Противошумовые акции проходили во многих городах Европы и Северной Америки. Нередко их запускали и организовывали СМИ – газеты и радио. Так, в 1928 г. лондонская Daily Mail поручила ведущему производителю грампластинок, Columbia Graphophone Company, сделать записи уличного шума в пяти разных местах города – в частности, на Лестер-сквер и в Уайтчепеле. Ранее редакция газеты получила множество писем от лондонцев, которые жаловались на невыносимый шум. Записи транслировались в эфире Би-би-си, так что весь мир смог услышать «рев Лондона»[337]. Газета несколько дней публиковала материалы, посвященные этой проблеме, а полученные пластинки направила министрам внутренних дел и путей сообщения. По итогам акции полиция получила больше полномочий для борьбы с шумом, в особенности – со злоупотреблением сигналами клаксона. Удивительные фонодокументы, сделанные по заказу Daily Mail, сохранились до наших дней. В июле 2020 г., во время пандемии коронавируса, редакция газеты опубликовала эти записи с целью продемонстрировать разницу между шумовой нагрузкой в 1928 г. и в наше время[338].
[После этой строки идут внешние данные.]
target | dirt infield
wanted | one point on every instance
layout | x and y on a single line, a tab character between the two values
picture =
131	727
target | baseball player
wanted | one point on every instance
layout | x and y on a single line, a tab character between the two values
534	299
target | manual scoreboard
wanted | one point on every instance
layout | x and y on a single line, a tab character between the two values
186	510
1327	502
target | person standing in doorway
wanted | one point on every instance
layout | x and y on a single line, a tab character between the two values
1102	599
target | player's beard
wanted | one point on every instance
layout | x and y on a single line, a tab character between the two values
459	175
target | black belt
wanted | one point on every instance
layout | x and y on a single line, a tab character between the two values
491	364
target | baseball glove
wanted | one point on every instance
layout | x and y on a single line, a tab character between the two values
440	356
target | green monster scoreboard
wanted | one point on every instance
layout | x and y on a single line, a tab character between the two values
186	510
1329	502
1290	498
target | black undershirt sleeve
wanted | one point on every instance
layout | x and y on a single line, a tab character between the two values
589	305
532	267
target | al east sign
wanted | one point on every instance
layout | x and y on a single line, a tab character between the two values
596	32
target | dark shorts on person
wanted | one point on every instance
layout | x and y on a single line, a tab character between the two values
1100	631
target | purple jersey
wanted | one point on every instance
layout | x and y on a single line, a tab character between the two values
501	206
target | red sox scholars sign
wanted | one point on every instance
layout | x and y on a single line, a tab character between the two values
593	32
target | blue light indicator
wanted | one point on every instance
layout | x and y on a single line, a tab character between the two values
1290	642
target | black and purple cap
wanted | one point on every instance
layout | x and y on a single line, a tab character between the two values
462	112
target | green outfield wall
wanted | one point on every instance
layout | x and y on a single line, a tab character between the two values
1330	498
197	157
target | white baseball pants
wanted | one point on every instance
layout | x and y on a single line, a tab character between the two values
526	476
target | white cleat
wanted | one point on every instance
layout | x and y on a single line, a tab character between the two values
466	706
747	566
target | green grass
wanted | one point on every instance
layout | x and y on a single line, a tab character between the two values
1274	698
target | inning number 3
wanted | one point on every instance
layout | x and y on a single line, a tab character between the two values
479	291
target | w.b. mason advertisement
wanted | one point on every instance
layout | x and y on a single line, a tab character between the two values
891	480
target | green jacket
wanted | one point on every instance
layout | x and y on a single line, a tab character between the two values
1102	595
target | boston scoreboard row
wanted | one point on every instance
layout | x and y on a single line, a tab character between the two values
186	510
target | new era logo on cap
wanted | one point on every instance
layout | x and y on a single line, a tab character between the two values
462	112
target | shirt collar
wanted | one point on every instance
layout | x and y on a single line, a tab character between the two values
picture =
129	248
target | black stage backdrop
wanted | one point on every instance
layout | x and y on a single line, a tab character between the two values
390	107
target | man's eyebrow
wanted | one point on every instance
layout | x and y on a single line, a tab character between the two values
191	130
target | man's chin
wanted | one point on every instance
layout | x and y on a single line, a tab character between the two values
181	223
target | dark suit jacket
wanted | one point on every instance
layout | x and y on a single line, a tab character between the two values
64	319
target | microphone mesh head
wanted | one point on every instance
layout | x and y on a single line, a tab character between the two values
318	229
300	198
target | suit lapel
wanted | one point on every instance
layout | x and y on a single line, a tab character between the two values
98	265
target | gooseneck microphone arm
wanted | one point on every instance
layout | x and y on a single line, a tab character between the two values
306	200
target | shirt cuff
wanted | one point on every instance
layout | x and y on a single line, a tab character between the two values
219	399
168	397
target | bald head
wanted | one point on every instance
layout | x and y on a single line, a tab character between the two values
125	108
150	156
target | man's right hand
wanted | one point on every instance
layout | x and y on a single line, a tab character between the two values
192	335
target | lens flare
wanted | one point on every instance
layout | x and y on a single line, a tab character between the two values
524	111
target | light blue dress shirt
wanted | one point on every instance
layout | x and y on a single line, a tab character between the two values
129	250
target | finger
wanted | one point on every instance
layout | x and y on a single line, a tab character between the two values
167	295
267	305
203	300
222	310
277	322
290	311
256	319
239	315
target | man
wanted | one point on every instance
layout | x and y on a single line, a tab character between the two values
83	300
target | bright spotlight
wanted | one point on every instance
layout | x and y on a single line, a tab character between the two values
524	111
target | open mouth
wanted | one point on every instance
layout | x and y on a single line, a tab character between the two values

В следующем году за дело взялся Нью-Йорк – первый в мире мегаполис, где проблему стали решать настолько серьезно. Он был провозглашен «самым шумным городом мира» уже в 1905 г., на страницах New York Times[339]. Газета выявила множество источников шума: трамваи, производство котлов, эстакады для рельсового и колесного транспорта, портовые сирены, пароходные гудки, клепальные машины, грузовики с листовым металлом и рельсами в кузове, скрипящие и дребезжащие тележки молочников, шарманки, фонографы с усилителем звука, продавцы рыбы, точильщики ножей и многочисленные церковные колокола. Совсем скоро ко всему перечисленному добавится шум сотен тысяч автомобилей, но пока их еще не было.